In the increasingly complex decision environment, using Z-numbers to represent decision information can measure the fuzziness and reliability of decision information at the same time. Based on the good performance of Z-numbers, this paper defined the IVLZNs and put forward its operation rules, comparison method, aggregation operator, and distance measure formula. Under the IVLZNs environment, a new FMEA model was constructed. Firstly, IVLZNs were applied to express experts’ evaluation information. Next, a distance measure was used to obtain the expert weight, and the individual evaluation matrix was aggregated by the IVLZNWAA operator. After that, the VIKOR method with IVLZNs was used to acquire the risk priority ranking of failure modes, in which the relative importance of risk factors was calculated by the maximum deviation method. Finally, a case study about the failure mode and effect analysis of the aircraft landing systems was given. A sensitivity analysis and comparison analysis was conducted to demonstrate the flexibility and effectiveness of the proposed method.
The main contributions of this study can be summarized as follows.
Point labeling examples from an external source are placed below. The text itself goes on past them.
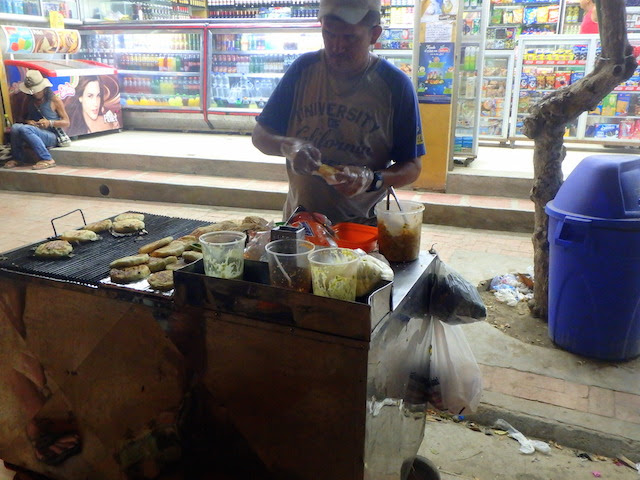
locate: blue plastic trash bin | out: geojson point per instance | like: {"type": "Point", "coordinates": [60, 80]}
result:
{"type": "Point", "coordinates": [594, 259]}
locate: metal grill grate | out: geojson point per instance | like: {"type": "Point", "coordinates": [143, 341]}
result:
{"type": "Point", "coordinates": [90, 262]}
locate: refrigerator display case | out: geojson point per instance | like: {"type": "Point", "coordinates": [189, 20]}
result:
{"type": "Point", "coordinates": [160, 70]}
{"type": "Point", "coordinates": [510, 19]}
{"type": "Point", "coordinates": [143, 10]}
{"type": "Point", "coordinates": [246, 63]}
{"type": "Point", "coordinates": [69, 9]}
{"type": "Point", "coordinates": [88, 90]}
{"type": "Point", "coordinates": [496, 94]}
{"type": "Point", "coordinates": [469, 79]}
{"type": "Point", "coordinates": [544, 66]}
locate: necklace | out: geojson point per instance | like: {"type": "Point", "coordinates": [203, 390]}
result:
{"type": "Point", "coordinates": [346, 86]}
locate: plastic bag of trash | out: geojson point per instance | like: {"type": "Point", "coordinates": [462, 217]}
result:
{"type": "Point", "coordinates": [455, 381]}
{"type": "Point", "coordinates": [512, 288]}
{"type": "Point", "coordinates": [527, 446]}
{"type": "Point", "coordinates": [452, 298]}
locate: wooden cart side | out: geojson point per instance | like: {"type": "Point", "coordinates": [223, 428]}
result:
{"type": "Point", "coordinates": [298, 397]}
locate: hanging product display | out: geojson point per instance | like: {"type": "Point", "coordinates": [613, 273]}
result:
{"type": "Point", "coordinates": [467, 107]}
{"type": "Point", "coordinates": [495, 98]}
{"type": "Point", "coordinates": [548, 65]}
{"type": "Point", "coordinates": [396, 42]}
{"type": "Point", "coordinates": [545, 66]}
{"type": "Point", "coordinates": [616, 119]}
{"type": "Point", "coordinates": [509, 19]}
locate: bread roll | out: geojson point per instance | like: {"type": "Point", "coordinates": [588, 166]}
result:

First, this paper defined the IVLZNs, which expands the theoretical system of Z-numbers and enriches the fuzzy decision theory. Second, the algorithm rules, comparison method, aggregation operator, and distance measurement are proposed, which provide effective mathematical tools for constructing more multi-attribute decision-making methods. Third, based on the distance measure of IVLZNs, the classical VIKOR method is extended, and the IVLZNs-VIKOR method is applied to the construction of a new FMEA model. It not only enriches and develops the VIKOR method but also provides a new tool for prioritizing failure modes in the IVLZNs environment. Finally, the proposed method is proved to be flexible, and the ranking results can be changed according to the risk preference of decision makers to meet the decision needs.
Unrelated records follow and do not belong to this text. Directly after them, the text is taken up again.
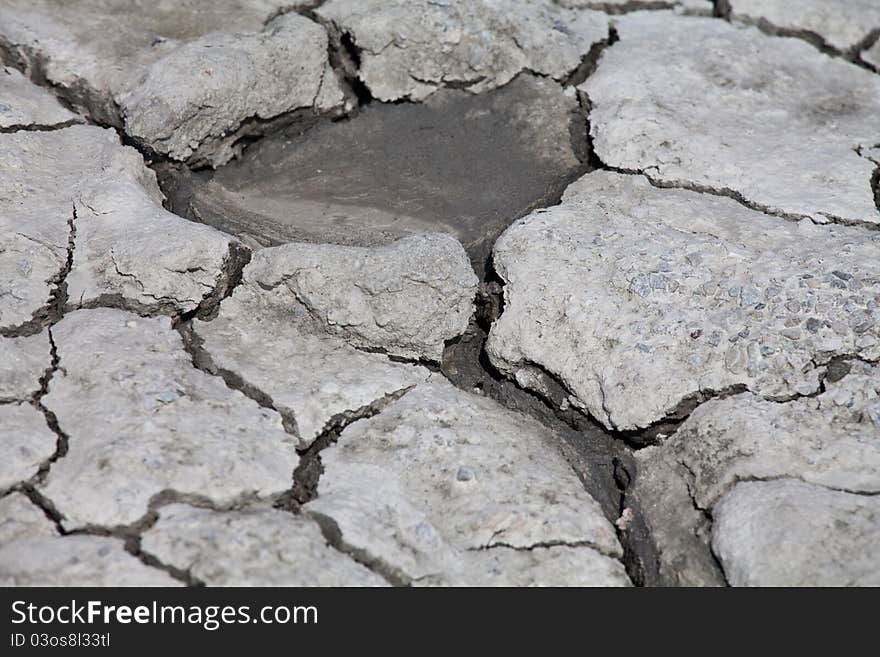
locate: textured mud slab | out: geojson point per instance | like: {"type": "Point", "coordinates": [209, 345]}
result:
{"type": "Point", "coordinates": [251, 548]}
{"type": "Point", "coordinates": [828, 441]}
{"type": "Point", "coordinates": [187, 80]}
{"type": "Point", "coordinates": [311, 327]}
{"type": "Point", "coordinates": [171, 427]}
{"type": "Point", "coordinates": [24, 106]}
{"type": "Point", "coordinates": [699, 102]}
{"type": "Point", "coordinates": [465, 493]}
{"type": "Point", "coordinates": [458, 163]}
{"type": "Point", "coordinates": [841, 24]}
{"type": "Point", "coordinates": [788, 533]}
{"type": "Point", "coordinates": [410, 48]}
{"type": "Point", "coordinates": [639, 299]}
{"type": "Point", "coordinates": [439, 292]}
The proposed method is easy to calculate, but involves frequent conversion of the linguistic scale function and its inverse function, resulting in a large amount of computation. In the future, the model can be developed by R and other programming tools to achieve fast operations. In addition, this paper applies the proposed method to the risk evaluation of the aircraft landing systems, and we will apply the proposed model to more practical multi-criteria decision-making problems for future study, for example, when the financing company has several alternative loan repayment plans [46], the most suitable plan can be determined by using the proposed method through expert evaluation. Finally, exploring different distance and similarity measurements of IVLZNs is a direction for future research.